The Holy Land Honors Private Citizen Yeltsin

JERUSALEM -- Making his first trip abroad since his abrupt resignation Dec. 31, former President Boris Yeltsin visited Israel and the Palestinian territories for Orthodox Christmas, telling reporters he was settling in "gradually" to his new life as a private citizen.

But little adjustment seemed necessary: Yeltsin, who traveled with an entourage that included top officials, scores of journalists, his family, his doctor and his cook, was accorded all the pomp, honor and aggressive security appropriate to a visiting head of state.

And a spokesman explained to reporters that Yeltsin should not be referred to as a former president but as Russia's first president. "He's the president and will always be," Dmitry Yakushkin said. "It's a sign of honor for him."

Appearing pale but relaxed and cheerful, Yeltsin, 68, was greeted with honor guards, trumpets and toasts at a lunch in Jerusalem with Israeli President Ezer Weizman and at a dinner given by Palestinian Authority President Yasser Arafat.

During a ceremony Thursday, Yeltsin and the presidents of Greece, Georgia, Belarus, Ukraine and Moldova - who all came to Jerusalem for Friday's celebration of Orthodox Christmas - were awarded the Order of the Knights of the Holy Sepulcher, the highest honor given by the Greek Orthodox patriarchate for service to the faith.

It was acknowledged by the patriarchate that not all of the honorees, some of them former Communist Party potentates, had always made life easy for Christians in their regions, with one of the bishops saying the award had a "teaching" purpose.

Throughout the day Thursday, Yeltsin spoke out on issues ranging from Palestinian statehood to the controversial war Russia is fighting in Chechnya. He also referred, briefly, to his decision to step down Dec. 31, saying his soul had been "in pain for the simple people of Russia."

He didn't elaborate.

Regarding Chechnya, Yeltsin predicted the war, which began in early October, would last at most "two more months."

"Then, we will plant our Russian flag in Chechnya," Yeltsin said.

Israeli Interior Minister Natan Sharansky, a guest at Weizman's luncheon, said Israel and Russia share a threat from Islamic fundamentalists, but he echoed the concern, widespread among Western governments, that the Russian campaign in Chechnya is brutal, inflicting unacceptable casualties and suffering on the republic's civilian population.

"It is very dangerous to turn the struggle against terrorism into a struggle against a whole people," he said.

In the West Bank, Yeltsin and Arafat, who have met many times before, greeted each other with hugs and then clasped hands as they inspected a Palestinian honor guard.
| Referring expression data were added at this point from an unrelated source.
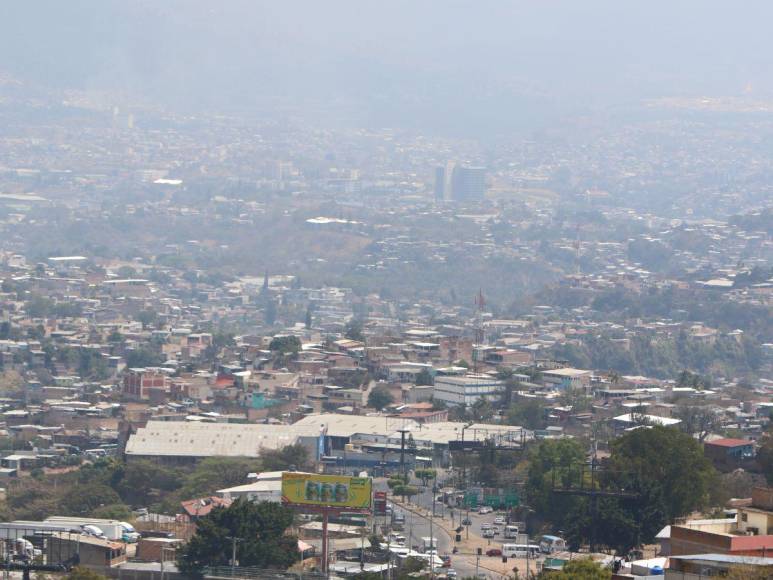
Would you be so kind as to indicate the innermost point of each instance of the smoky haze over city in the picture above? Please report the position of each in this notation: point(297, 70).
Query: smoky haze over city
point(386, 290)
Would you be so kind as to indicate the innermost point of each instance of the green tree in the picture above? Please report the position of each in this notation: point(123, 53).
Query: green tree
point(765, 456)
point(425, 475)
point(663, 461)
point(582, 569)
point(380, 397)
point(260, 528)
point(528, 413)
point(141, 482)
point(554, 462)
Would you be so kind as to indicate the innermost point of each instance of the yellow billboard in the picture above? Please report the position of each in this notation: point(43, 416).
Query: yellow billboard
point(326, 490)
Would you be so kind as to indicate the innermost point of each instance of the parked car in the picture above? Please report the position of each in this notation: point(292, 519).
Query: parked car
point(94, 531)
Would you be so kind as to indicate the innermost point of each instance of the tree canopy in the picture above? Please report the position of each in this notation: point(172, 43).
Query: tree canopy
point(380, 397)
point(582, 569)
point(260, 530)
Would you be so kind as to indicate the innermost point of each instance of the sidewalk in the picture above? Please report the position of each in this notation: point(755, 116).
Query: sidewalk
point(466, 546)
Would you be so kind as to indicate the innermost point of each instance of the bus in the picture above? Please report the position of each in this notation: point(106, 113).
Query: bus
point(511, 532)
point(550, 544)
point(520, 550)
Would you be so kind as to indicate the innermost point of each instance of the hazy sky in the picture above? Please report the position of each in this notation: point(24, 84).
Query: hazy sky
point(409, 62)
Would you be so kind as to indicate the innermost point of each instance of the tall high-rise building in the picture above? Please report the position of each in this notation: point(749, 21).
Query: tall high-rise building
point(468, 183)
point(440, 183)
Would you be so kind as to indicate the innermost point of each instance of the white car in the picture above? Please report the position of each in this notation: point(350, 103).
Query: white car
point(91, 530)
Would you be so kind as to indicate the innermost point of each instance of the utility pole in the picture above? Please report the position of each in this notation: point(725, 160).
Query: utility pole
point(402, 432)
point(433, 547)
point(593, 492)
point(234, 540)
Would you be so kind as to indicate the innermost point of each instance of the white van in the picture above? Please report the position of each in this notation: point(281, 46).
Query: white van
point(511, 532)
point(520, 550)
point(549, 544)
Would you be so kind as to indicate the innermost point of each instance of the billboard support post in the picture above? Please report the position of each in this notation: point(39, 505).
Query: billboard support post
point(325, 548)
point(327, 494)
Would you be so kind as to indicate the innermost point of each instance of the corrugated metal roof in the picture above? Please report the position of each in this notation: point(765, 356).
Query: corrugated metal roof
point(194, 439)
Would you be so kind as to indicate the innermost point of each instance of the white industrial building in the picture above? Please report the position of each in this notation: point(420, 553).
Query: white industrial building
point(466, 390)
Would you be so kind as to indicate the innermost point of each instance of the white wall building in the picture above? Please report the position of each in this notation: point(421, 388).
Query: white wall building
point(466, 390)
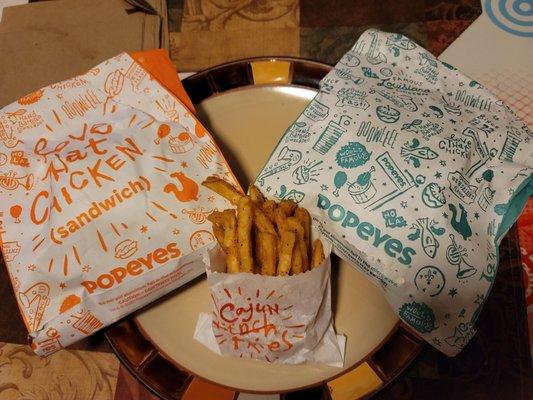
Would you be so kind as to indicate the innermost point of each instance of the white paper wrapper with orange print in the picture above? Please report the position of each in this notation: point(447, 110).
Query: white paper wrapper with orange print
point(271, 318)
point(102, 210)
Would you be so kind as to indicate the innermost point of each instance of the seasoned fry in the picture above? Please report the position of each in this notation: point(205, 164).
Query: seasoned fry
point(263, 236)
point(280, 219)
point(223, 188)
point(256, 195)
point(266, 251)
point(305, 220)
point(296, 265)
point(302, 257)
point(318, 254)
point(287, 206)
point(269, 207)
point(218, 231)
point(244, 233)
point(230, 241)
point(287, 239)
point(262, 223)
point(216, 218)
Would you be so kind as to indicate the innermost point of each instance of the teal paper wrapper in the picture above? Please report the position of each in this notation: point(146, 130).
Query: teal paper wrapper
point(414, 172)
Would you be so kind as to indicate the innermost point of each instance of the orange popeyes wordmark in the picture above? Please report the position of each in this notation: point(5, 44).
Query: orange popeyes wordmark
point(139, 265)
point(65, 176)
point(31, 98)
point(69, 302)
point(126, 249)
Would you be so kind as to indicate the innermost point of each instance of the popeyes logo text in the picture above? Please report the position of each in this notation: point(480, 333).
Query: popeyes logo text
point(135, 267)
point(251, 326)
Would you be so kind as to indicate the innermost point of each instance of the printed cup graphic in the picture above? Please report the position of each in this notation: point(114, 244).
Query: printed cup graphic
point(363, 190)
point(331, 135)
point(181, 144)
point(485, 199)
point(86, 323)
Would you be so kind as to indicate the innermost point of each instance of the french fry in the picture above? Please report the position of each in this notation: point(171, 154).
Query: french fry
point(262, 222)
point(223, 188)
point(280, 219)
point(216, 218)
point(256, 195)
point(301, 259)
point(244, 233)
point(218, 231)
point(288, 207)
point(278, 232)
point(296, 264)
point(318, 254)
point(266, 251)
point(230, 241)
point(305, 220)
point(287, 239)
point(269, 207)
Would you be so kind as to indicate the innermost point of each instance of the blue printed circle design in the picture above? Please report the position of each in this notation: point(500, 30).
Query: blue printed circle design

Arafat received assurances from Yeltsin that Russia, under acting President Vladimir Putin, will continue its strong support for Palestinian statehood. "I want to tell my friend that he should believe in Russia and trust Russia," Yeltsin said.
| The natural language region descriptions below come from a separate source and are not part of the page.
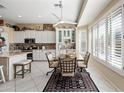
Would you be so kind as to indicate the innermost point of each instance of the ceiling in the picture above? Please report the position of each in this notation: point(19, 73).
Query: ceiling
point(91, 11)
point(31, 9)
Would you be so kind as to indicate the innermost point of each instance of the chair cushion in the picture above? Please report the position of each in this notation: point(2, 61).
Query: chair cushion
point(81, 64)
point(80, 58)
point(53, 64)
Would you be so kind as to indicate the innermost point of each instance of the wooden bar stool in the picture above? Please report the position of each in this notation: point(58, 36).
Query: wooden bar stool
point(2, 74)
point(23, 69)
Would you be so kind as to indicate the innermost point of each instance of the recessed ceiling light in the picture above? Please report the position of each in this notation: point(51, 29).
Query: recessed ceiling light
point(39, 16)
point(19, 16)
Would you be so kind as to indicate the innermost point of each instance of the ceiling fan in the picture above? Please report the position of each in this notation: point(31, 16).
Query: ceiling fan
point(60, 19)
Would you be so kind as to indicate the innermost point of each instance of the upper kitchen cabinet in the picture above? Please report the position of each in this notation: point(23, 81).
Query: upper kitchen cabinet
point(19, 36)
point(65, 39)
point(39, 36)
point(51, 37)
point(10, 33)
point(29, 34)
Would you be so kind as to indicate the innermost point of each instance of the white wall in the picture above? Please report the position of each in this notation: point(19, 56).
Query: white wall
point(82, 38)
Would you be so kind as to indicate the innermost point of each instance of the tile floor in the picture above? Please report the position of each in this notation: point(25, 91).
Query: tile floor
point(37, 79)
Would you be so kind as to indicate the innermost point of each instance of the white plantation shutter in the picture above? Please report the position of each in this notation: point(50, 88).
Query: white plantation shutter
point(114, 27)
point(95, 40)
point(90, 40)
point(102, 40)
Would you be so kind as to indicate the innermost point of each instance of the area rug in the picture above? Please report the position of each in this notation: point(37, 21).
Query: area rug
point(81, 82)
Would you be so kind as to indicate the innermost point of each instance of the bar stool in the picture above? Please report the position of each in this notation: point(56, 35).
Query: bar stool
point(2, 74)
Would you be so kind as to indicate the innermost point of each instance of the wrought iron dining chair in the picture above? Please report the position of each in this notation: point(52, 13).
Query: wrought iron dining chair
point(52, 62)
point(84, 63)
point(68, 66)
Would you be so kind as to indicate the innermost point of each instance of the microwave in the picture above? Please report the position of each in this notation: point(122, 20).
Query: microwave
point(29, 40)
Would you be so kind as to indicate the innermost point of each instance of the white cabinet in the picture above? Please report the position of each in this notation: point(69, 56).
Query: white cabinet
point(65, 39)
point(29, 34)
point(51, 37)
point(40, 54)
point(40, 36)
point(44, 36)
point(19, 36)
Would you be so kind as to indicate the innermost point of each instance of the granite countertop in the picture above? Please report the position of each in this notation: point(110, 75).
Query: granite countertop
point(12, 54)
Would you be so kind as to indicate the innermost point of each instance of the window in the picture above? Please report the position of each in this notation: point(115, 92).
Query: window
point(115, 38)
point(83, 42)
point(107, 39)
point(90, 40)
point(102, 40)
point(95, 40)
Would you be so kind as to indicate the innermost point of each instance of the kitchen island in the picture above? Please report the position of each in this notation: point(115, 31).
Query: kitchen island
point(8, 59)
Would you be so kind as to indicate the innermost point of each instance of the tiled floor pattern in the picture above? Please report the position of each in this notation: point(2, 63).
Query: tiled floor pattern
point(37, 79)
Back in Moscow, Putin and other top officials attended Christmas Day services that began Friday and lasted until early Saturday in the newly restored Christ the Savior Cathedral.

Patriarch Alexy II conducted the service in the cathedral. Putin, Defense Minister Igor Sergeyev, Moscow Mayor Yury Luzhkov, former Prime Minister Yevgeny Primakov and nationalist leader Vladimir Zhirinovsky were among those at the services.

The Christ the Savior Cathedral has become a symbol of the Orthodox Church's revival and its close relationship with the state. The church was built by Tsar Alexander I to commemorate victory over Napoleon in 1812.

Josef Stalin ordered the destruction of the cathedral, and the giant edifice was blown up Sept. 5, 1931 and replaced by a municipal swimming pool. Reconstruction began in the mid-1990s.